Human betaherpesvirus 7
Human betaherpesvirus 7 | |
---|---|
Specialty | Infectious disease |
Human betaherpesvirus 7 | |
---|---|
Virus classification | |
(unranked): | Virus |
Realm: | Duplodnaviria |
Kingdom: | Heunggongvirae |
Phylum: | Peploviricota |
Class: | Herviviricetes |
Order: | Herpesvirales |
Family: | Orthoherpesviridae |
Genus: | Roseolovirus |
Species: | Human betaherpesvirus 7
|
Synonyms[1] | |
|
Human betaherpesvirus 7 (HHV-7) is one of nine known members of the Herpesviridae family that infects humans. HHV-7 is a member of Betaherpesvirinae, a subfamily of the Herpesviridae that also includes HHV-6 and Cytomegalovirus (HHV-5 or HCMV).[2][3] HHV-7 often acts together with HHV-6, and the viruses together are sometimes referred to by their genus, Roseolovirus.[4] HHV-7 was first isolated in 1990 from CD4+ T cells taken from peripheral blood lymphocytes.[5]
Signs and symptoms
[edit]Both HHV-6B and HHV-7, as well as other viruses, can cause a skin condition in infants known as exanthema subitum, although HHV-7 causes the disease less frequently than HHV-6B.[6] HHV-7 infection also leads to or is associated with a number of other symptoms, including acute febrile respiratory disease, fever, rash, vomiting, diarrhea, low lymphocyte counts,[7] and febrile seizures,[8] though most often no symptoms present at all.[9]

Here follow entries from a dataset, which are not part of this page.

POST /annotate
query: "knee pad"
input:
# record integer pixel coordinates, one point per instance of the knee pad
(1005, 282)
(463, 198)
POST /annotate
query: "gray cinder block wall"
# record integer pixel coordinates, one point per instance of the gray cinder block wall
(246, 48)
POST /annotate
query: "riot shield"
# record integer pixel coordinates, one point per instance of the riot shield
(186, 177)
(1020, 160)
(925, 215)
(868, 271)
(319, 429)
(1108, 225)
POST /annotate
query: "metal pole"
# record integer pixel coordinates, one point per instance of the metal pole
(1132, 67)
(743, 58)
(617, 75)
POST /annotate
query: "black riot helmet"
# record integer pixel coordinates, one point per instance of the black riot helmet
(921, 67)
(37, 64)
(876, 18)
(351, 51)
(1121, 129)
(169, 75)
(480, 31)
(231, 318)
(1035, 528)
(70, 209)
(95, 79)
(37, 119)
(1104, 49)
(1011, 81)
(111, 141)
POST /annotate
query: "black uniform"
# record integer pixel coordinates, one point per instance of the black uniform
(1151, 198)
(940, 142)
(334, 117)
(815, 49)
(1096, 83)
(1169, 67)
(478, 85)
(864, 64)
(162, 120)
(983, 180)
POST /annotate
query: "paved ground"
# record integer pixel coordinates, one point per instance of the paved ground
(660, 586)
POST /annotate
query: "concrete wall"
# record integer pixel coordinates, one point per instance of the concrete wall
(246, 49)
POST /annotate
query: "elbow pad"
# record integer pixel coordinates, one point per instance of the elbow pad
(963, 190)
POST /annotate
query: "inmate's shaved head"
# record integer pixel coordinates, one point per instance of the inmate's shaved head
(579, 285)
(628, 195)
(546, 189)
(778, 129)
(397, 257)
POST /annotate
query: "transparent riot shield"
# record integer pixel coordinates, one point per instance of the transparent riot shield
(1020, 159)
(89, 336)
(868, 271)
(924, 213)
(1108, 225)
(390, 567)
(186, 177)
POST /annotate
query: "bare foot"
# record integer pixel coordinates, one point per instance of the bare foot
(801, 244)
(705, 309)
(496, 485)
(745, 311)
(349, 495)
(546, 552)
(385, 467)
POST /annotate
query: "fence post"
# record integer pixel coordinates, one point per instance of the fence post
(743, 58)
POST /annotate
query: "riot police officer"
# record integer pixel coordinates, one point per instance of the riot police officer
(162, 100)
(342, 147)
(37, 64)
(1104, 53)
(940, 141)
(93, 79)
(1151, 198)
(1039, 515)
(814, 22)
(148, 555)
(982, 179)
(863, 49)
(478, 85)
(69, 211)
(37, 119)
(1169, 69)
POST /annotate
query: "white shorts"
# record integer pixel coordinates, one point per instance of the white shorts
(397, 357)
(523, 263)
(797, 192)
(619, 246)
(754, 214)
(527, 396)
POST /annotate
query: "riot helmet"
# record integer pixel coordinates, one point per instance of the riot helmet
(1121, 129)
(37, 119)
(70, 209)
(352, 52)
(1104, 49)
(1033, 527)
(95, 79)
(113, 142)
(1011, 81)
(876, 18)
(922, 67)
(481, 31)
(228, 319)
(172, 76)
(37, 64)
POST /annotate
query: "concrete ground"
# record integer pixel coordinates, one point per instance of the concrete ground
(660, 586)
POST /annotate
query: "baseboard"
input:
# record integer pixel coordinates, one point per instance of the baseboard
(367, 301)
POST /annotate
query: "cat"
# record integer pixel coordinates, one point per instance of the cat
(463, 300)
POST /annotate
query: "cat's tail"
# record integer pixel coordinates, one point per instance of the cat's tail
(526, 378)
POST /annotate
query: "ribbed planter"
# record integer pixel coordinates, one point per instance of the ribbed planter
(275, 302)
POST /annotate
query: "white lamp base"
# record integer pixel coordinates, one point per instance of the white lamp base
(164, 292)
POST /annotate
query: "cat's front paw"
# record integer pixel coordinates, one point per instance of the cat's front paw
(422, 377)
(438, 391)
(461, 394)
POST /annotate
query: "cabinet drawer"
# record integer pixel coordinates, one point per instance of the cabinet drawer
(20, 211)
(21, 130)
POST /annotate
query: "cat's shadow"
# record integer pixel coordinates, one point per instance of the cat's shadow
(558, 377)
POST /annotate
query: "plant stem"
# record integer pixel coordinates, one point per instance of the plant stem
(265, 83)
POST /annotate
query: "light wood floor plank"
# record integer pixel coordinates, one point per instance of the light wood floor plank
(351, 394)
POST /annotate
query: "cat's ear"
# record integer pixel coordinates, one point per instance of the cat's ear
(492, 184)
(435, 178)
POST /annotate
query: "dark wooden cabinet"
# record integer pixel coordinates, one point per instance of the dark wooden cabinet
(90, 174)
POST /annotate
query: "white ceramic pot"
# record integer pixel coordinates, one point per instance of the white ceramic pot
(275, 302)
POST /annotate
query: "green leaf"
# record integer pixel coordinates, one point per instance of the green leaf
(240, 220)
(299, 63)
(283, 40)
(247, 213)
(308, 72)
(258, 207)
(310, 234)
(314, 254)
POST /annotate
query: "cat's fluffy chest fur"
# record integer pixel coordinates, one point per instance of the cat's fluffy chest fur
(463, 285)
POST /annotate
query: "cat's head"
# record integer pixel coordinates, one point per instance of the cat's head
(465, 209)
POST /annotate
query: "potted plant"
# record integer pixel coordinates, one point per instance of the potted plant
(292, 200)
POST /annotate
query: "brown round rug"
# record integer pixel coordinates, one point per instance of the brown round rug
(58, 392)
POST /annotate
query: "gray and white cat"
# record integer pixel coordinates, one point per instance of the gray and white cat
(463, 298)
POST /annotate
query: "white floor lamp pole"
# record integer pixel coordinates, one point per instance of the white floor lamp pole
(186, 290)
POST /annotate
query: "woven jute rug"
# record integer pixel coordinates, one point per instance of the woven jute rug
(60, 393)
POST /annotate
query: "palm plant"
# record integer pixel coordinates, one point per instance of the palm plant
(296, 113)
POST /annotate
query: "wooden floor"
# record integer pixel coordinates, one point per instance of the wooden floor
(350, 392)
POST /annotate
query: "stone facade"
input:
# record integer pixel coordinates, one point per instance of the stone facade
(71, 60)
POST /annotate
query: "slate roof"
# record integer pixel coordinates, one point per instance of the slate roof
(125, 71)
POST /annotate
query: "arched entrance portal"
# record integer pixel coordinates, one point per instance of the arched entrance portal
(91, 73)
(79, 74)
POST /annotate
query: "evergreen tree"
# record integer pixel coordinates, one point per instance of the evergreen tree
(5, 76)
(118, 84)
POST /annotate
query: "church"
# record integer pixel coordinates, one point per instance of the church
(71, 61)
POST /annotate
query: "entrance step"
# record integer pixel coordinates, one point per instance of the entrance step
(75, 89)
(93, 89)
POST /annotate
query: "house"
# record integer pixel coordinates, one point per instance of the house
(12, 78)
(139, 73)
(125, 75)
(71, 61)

There are indications that HHV-7 can contribute to the development of drug-induced hypersensitivity syndrome (DIHS),[10] encephalopathy,[11] hemiconvulsion-hemiplegia-epilepsy syndrome,[12] hepatitis infection,[13] postinfectious myeloradiculoneuropathy,[14] pityriasis rosea,[15] and the reactivation of HHV-4, leading to "mononucleosis-like illness".[16] Drug reaction with eosinophilia and systemic symptoms (DRESS) is a specific type of DIHS that may be linked to HHV-7 as the condition may develop in response to herpesvirus antigens. In one study, 76% of the 40 examined patients with DRESS exhibited some reactivation of Epstein-Barr virus, HHV-6, or HHV-7. Additionally, HHV-7 is currently suspected as a causative agent of lichen planus. In one dermatologic study, 33 skin biopsies were performed and HHV-7 was found at higher rates in lichen planus lesions. Remission of lichen planus was also associated with lower levels of HHV-7.[17] HHV-7 was also detected in 79.3% of cervical tissue examined, indicating that sexual contact may be a route of transmission for HHV-7.[18]
Notably, HHV-7 and HHV-6 were detected in 56.3% of unspecified encephalopathy cases examined, with more HHV-7 positive cells in the gray matter of the frontal and temporal lobes HHV-7 is typically present in astrocytes and oligodendrocytes in the cerebral cortex, deep nuclei, and cerebellum.[19] HHV-7 infection, along with HSV1, VZV, and HHV6, was associated with increased risk of dementia.[20] However, further research is needed further elucidate the causative and correlative factors between HHV-7 and encephalopathy.[19]
Complications with HHV-7 infection has been shown to be a factor in a great variety of transplant types.[9] Specifically, HHV-7 infection has been linked to a reactivation of cytomegalovirus (CMV) infection in renal transplant patients and may be linked to graft-vs-host disease.[17]
Virology
[edit]Structure
[edit]A mature virus particle measures about 170 nanometres (1,700 Å) in diameter.[21]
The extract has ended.